Compact Multi-Object Placement Using Adjacency-Aware Reinforcement Learning




Authors:

B. Kreis, N. Dengler, J. de Heuvel, R. Menon, H. D. Perur, M. Bennewitz

Type:

Conference Proceeding

Published in:

Accepted to IEEE-RAS International Conference on Humanoid Robots (Humanoids)

Year:

2024

Related Projects:

RePAIR - Reconstructing the Past: Artificial Intelligence and Robotics Meet Cultural Heritage, Embodied AI at LAMARR Institute for Machine Learning and Artificial Intelligence

DOI:

https://doi.org/10.48550/arXiv.2404.10632

Links:

PreprintVideoCode

BibTex String

@inproceedings{kreis24humanoids,
title={Compact Multi-Object Placement Using Adjacency-Aware Reinforcement Learning},
author={Benedikt Kreis and Nils Dengler and Jorge de Heuvel and Rohit Menon and Hamsa Perur and Maren Bennewitz},
journal={arXiv preprint arXiv:2404.10632},
doi={10.48550/arXiv.2404.10632},
year={2024}
}
Topic

Abstract:

Close and precise placement of irregularly shaped objects requires a skilled robotic system. The manipulation of objects that have sensitive top surfaces and a fixed set of neighbors is particularly challenging. To avoid damaging the surface, the robot has to grasp them from the side, and during placement, it has to maintain the spatial relations with adjacent objects, while considering the physical gripper extent.

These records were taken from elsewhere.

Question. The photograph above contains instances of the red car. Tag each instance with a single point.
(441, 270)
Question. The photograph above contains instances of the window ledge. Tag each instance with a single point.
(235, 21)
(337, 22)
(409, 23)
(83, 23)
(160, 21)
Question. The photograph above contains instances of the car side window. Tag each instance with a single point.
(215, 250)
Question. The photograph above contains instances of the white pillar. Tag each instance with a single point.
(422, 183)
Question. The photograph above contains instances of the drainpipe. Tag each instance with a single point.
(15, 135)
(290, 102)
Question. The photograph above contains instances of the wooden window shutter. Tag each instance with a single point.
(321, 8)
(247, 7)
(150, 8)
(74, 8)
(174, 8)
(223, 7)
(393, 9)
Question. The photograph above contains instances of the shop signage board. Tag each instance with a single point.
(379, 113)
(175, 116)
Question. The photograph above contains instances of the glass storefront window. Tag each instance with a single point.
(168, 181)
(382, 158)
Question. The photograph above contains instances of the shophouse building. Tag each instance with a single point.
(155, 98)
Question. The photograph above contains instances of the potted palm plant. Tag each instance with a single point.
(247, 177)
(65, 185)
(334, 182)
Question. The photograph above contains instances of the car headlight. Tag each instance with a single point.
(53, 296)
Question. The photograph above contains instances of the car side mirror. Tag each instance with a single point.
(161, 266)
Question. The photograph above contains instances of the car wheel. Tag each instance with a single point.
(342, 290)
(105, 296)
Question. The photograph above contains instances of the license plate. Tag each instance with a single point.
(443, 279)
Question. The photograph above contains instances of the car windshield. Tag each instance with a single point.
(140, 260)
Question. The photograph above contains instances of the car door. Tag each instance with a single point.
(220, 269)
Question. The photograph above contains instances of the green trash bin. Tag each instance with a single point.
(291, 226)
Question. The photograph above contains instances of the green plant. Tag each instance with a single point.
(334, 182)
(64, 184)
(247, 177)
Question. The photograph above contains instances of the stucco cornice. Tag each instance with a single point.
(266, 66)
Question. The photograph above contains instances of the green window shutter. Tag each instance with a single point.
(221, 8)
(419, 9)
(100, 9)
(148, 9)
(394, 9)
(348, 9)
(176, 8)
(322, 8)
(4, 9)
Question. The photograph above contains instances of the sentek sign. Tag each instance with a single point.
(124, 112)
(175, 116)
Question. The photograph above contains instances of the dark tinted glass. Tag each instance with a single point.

In this work, we propose a framework to learn an agent based on reinforcement learning that generates end-effector motions to place objects as close as possible next to each other. During the placement, our agent considers the spatial constraints with neighbors defined in a given layout of the objects while avoiding collisions. Our approach learns to place compact object assemblies without the need for predefined spacing between objects as required by traditional methods. We thoroughly evaluated our approach using a two-finger gripper mounted on a robotic arm with six degrees of freedom. The results show that our agent significantly outperforms two baseline approaches in object assembly compactness, thereby reducing the space required to place the objects according to the specified spatial constraints with the neighboring placed objects.